For B2B supplies, the changes may provide some simplification through the shifting of the VAT accounting responsibility from supplier to recipient on most services. However, this will also create significant issues.

For example, in the financial services sector, the changes are likely to effectively broaden the tax base of recipients of services as the starting point will be to subject services to reverse charge VAT unless it can be shown that they are exempt or outside the scope of VAT (under domestic law). This will require changes to systems to correctly capture transactions to comply with the new rules and may result in additional VAT costs. Any resultant change in VAT liabilities will have pricing ramifications. These will impact services currently contracted which continue to be provided after the new rules come into effect.

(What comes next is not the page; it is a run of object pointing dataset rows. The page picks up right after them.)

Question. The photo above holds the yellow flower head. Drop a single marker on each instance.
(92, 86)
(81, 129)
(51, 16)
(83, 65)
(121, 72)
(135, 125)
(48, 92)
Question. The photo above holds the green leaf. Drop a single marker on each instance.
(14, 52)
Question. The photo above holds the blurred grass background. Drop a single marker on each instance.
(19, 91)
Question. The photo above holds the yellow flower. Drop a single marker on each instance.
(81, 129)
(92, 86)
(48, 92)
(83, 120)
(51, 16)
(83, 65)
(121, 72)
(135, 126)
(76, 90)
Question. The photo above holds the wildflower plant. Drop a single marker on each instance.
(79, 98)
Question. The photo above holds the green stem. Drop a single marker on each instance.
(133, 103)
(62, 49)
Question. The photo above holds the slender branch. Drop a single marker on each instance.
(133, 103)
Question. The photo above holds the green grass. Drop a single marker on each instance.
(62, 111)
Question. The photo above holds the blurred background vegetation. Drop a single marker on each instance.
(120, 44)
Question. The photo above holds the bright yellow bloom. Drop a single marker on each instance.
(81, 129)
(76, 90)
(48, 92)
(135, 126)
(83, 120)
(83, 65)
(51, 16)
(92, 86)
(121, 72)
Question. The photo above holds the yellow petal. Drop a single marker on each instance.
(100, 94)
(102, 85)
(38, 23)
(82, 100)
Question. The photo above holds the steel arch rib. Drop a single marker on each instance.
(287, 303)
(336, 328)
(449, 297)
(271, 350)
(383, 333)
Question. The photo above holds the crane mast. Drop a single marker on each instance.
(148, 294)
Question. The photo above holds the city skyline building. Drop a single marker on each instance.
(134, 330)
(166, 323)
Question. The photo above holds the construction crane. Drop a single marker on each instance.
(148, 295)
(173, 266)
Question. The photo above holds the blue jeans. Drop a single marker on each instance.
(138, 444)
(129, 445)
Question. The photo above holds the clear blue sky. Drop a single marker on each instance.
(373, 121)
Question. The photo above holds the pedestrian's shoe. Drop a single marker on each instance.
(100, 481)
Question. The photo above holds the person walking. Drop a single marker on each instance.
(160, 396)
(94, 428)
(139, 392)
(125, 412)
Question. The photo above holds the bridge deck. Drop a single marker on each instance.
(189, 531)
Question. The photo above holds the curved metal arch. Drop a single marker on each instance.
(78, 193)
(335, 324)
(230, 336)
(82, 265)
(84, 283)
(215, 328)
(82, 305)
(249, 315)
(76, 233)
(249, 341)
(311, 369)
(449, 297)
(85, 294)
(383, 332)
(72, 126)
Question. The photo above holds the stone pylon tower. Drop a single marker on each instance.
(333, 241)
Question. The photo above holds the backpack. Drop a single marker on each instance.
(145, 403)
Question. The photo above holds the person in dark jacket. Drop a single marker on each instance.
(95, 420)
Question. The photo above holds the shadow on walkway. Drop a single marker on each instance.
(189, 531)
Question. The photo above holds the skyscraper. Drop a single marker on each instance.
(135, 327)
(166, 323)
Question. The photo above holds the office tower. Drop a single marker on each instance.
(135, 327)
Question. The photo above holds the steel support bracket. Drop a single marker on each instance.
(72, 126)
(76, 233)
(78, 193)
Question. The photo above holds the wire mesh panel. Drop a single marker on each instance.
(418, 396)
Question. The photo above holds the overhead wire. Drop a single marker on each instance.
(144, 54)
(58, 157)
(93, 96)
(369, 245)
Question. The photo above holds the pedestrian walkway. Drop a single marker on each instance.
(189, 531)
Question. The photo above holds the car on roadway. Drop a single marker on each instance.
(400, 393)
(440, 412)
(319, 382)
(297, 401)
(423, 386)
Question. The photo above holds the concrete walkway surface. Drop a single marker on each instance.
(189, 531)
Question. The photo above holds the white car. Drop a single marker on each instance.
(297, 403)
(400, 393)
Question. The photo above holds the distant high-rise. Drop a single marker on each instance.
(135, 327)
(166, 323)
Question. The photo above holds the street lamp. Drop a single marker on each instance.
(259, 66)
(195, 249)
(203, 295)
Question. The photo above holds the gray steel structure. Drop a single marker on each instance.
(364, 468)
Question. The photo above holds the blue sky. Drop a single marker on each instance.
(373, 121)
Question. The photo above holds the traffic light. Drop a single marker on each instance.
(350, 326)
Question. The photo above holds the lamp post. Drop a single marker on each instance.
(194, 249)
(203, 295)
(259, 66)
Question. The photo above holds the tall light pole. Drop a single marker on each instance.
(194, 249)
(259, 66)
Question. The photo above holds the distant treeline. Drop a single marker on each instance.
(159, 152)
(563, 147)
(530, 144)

All businesses should benefit from the proposed fully electronic EU VAT refund system which should ensure a quicker and easier international VAT refund process. The current paper system is extremely burdensome and it can take 6 months or more to obtain VAT refunds from other countries. The fact that businesses are to be paid interest if Member States are late making refunds should surely provide incentives for EU VAT administrations to speed up
the process.

And in the meantime…
Although this may seem like a long lead time, the changes are fundamental and careful thought needs to be given to their impact and the extent to which changes will be required to VAT compliance systems. Finally, the Commission will be reporting on the feasibility of the new B2C rules before implementation and it is important that businesses evaluate the impact and provide feedback to this process.